Hepimizin gördüğü ve bildiği üzere Türkiye'deki mevcut konut stoku ve yerleşimlerin önemli bir bölümü ömürlerini doldurmuş durumda.
Sağlıksız, plansız, yaşanamaz ve de en önemlisi deprem gerçeği karşısında riskli yerleşim alanlarına ve binalara sahibiz. Ve bunların dönüşmesi şart. Fakat Türkiye’de kentsel dönüşüm konusunda traji-komik durumlar yaşanıyor.
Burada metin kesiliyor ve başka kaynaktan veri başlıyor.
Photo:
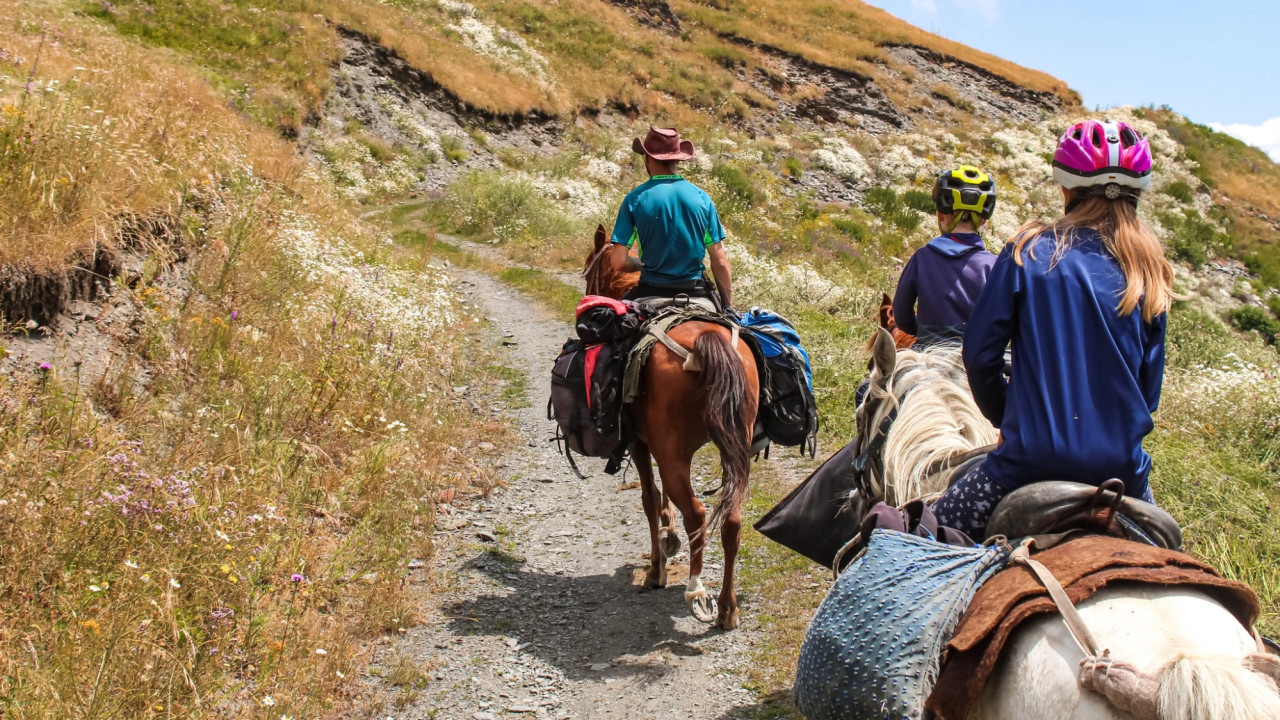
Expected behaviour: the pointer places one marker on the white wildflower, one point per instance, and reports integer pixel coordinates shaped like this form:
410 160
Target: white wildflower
840 158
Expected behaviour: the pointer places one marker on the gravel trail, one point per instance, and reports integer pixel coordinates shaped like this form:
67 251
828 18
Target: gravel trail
538 610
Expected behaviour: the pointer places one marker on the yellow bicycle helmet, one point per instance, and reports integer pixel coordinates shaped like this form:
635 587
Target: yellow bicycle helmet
965 190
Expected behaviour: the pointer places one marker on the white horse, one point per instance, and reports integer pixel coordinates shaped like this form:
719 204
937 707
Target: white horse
1179 654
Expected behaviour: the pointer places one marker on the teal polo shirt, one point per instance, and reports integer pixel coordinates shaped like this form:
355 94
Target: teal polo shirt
671 222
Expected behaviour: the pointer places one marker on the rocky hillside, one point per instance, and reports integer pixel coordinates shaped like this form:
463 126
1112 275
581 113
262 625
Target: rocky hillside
238 382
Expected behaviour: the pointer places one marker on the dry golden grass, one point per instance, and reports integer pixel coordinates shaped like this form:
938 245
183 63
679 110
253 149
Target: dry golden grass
474 80
222 522
92 127
848 33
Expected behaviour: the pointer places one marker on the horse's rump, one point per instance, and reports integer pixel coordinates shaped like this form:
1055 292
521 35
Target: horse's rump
1083 566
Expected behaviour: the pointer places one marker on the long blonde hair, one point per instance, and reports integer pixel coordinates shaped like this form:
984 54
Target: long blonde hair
1148 276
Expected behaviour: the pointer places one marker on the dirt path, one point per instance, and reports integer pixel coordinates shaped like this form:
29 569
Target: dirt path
538 609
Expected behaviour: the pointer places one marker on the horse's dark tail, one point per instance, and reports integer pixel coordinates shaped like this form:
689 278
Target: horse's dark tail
727 408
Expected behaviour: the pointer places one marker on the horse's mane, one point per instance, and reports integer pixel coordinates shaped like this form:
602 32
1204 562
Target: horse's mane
936 419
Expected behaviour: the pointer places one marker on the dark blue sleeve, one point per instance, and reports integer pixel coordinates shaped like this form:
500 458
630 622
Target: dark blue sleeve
991 326
904 299
1151 376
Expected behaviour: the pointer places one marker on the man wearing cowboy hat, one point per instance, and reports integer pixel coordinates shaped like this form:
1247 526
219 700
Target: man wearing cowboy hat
673 224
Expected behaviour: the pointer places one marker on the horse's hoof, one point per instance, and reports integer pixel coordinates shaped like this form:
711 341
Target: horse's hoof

Başbakan, bu işi de kendi tekelinde yapmak istiyor. Memlekete barış gelecekse ben getiririm, kentsel dönüşüm yapılacaksa benim kontrolümde yapılır zihniyeti her alana yayılmış durumda. Bu nedenle her şey merkeziyetçi bir anlayışla düzenleniyor. Herşeyi kendisi yapmak isterken kendi yaptığı yanlışı da üstlenmek istemiyor.
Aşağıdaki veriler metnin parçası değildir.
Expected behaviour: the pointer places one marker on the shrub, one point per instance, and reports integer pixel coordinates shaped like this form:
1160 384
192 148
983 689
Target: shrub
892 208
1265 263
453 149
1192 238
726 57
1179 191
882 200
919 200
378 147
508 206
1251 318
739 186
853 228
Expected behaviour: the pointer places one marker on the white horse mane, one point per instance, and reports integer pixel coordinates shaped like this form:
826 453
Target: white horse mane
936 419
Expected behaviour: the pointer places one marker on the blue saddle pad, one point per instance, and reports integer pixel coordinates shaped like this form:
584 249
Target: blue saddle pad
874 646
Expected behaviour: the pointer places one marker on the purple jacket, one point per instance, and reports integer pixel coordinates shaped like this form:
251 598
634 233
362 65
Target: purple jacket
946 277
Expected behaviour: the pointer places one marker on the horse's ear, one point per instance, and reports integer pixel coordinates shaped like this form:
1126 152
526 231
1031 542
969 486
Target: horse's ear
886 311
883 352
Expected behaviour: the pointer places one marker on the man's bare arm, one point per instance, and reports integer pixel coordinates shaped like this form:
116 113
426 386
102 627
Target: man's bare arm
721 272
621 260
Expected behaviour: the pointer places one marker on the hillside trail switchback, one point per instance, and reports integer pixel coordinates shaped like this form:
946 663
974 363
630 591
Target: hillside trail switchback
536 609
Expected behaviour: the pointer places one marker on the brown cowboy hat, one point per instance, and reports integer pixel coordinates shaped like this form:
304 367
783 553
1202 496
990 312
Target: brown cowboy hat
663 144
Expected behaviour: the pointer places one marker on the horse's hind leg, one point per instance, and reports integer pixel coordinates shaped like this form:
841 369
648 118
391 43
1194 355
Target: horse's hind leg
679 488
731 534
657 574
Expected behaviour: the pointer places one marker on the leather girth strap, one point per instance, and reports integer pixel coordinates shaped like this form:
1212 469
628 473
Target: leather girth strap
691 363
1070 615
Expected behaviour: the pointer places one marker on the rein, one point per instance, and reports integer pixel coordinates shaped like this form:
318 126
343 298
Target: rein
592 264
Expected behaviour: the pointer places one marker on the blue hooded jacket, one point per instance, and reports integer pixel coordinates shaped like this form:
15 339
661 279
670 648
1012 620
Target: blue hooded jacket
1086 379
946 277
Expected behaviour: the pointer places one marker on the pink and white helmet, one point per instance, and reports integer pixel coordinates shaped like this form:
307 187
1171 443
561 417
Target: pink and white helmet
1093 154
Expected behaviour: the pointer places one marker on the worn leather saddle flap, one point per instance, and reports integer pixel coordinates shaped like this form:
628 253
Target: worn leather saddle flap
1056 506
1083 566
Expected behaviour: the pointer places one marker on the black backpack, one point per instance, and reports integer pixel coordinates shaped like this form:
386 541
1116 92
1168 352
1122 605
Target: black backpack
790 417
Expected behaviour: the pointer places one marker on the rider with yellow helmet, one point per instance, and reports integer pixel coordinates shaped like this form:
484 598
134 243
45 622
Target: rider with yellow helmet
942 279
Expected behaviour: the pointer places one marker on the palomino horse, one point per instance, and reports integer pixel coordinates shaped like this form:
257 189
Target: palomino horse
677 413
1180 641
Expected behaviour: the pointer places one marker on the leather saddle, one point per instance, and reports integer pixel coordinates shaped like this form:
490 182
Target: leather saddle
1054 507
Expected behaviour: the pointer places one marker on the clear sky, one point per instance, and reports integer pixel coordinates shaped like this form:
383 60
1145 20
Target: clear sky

Misal, Başbakan, Bursa ilinde yapılan Doğanbey kentsel dönüşümünü işaret ederek; “Çevre Bakanıma sesleniyorum: Buralarda yapacağımız binalar kibrit kutusu gibi binalar olmayacak. Osmanlı – Selçuklu mimarisiyle olacak. Zemin artı 5 katı geçmeyecek. Öyle gökdelenler falan istemiyoruz” diyor. (Yaşam standartlarımız belirleniyor, 3 çocuk, 5 katlı bina vs.)
“Öyle gökdelenler istemiyoruz” dediği yer Doğanbey TOKİ kentsel dönüşüm alanı. Bursa Doğanbey’deki konut üretimini yapan kurum TOKİ. Ve TOKİ direkt Başbakanlığa bağlıdır. Yani Başbakan’ın istemediği o gökdelenleri diken kurum, aynı Başbakanlığa bağlı Toplu Konut İdaresi’dir.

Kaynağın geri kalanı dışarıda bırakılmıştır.